Posted: Apr 23, 2015 at 2:37 am   /   by   /   comments (0)

The World Health Organisation (WHO) on Wednesday alerted that, with one in five children still missing out on routine life-saving immunisations, the world may have missed out progress towards global vaccination targets for 2015.

The initial target, which is now far off-track, according to WHO, could have averted 1.5 million deaths each year from preventable diseases.

A child being immunized

A child being immunized

All hope is, however, not lost, as the world health body, in the lead-up to 2015 World Immunisation Week (24–30 April), is calling for renewed efforts to get progress back on course.

WHO Assistant Director-General, Family, Women’s and Children’s Health, Dr Flavia Bustreo, said: “It is critical that the global community now makes a collective and cohesive effort to put progress towards our six targets back on track.”

A global collaborative drive for immunisation, which began in the mid-1970s, with the establishment of the Expanded Programme on Immunisation (EPI) in all countries, achieved dramatic results, raising vaccination levels from as low as 5 per cent to more than 80 per cent in many countries by 2013.
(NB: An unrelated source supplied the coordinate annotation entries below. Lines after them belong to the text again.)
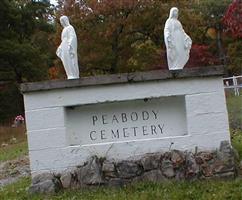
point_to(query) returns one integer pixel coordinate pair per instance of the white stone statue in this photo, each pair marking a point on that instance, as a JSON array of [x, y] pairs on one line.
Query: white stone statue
[[178, 43], [67, 51]]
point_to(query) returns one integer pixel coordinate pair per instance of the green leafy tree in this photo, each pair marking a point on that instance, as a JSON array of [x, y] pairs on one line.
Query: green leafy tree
[[25, 49]]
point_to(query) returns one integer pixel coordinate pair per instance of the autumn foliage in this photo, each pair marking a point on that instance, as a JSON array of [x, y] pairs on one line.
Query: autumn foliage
[[233, 19], [127, 35]]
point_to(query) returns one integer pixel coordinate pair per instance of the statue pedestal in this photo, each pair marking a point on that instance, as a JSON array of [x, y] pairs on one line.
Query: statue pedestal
[[123, 116]]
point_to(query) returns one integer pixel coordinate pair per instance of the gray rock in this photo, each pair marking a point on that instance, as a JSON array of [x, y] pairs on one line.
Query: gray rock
[[91, 173], [117, 182], [177, 158], [151, 161], [203, 157], [42, 177], [66, 180], [225, 152], [108, 169], [167, 168], [153, 176], [128, 169], [192, 168], [44, 187]]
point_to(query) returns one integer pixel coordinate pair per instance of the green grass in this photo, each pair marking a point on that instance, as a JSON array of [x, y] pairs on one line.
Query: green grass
[[200, 190], [236, 139], [13, 151]]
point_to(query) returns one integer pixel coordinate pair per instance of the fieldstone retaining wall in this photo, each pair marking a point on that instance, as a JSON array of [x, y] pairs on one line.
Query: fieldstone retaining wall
[[154, 167]]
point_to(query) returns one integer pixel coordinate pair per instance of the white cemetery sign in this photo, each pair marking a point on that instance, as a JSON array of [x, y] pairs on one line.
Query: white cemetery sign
[[122, 116]]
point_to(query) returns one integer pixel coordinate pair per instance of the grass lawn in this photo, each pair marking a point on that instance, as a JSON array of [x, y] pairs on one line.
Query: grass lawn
[[204, 190], [13, 151]]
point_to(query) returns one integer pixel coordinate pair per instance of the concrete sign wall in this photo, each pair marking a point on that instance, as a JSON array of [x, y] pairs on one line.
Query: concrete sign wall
[[126, 121], [112, 117]]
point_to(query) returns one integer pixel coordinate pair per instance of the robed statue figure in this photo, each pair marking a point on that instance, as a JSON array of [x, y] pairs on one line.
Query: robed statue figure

WHO estimates that today immunisations prevent between 2 – 3 million deaths annually and protect many more people from illness and disability.

In 2013 nearly 22 million infants missed out on the required three doses of diphtheria-tetanus-pertussis-containing vaccines (DTP3), many of them living in the world’s poorest countries.

Many countries worldwide have experienced large measles outbreaks in the past year, threatening efforts to achieve the Global Vaccine Alliance Project (GVAP) target of eliminating measles in three WHO Regions by end of 2015.

In closing the gap, the GVAP has recommended three key steps including the integration of immunisation with other health services, such as postnatal care for mothers and babies; strengthening of health systems so that vaccines continue to be given even in times of crisis; and ensuring that everyone can access vaccines and afford to pay for them.

Director of Immunisation, Vaccines and Biologicals at WHO, Dr Jean-Marie Okwo-Belé, said the Organisation will work to increase its support to all countries that are lagging behind in meeting immunization targets. In May, WHO will bring together high-level representatives of 34 countries with routine vaccination (three doses of DTP3) coverage of less than 80 per cent to discuss the challenges faced by countries and to explore solutions to overcome them.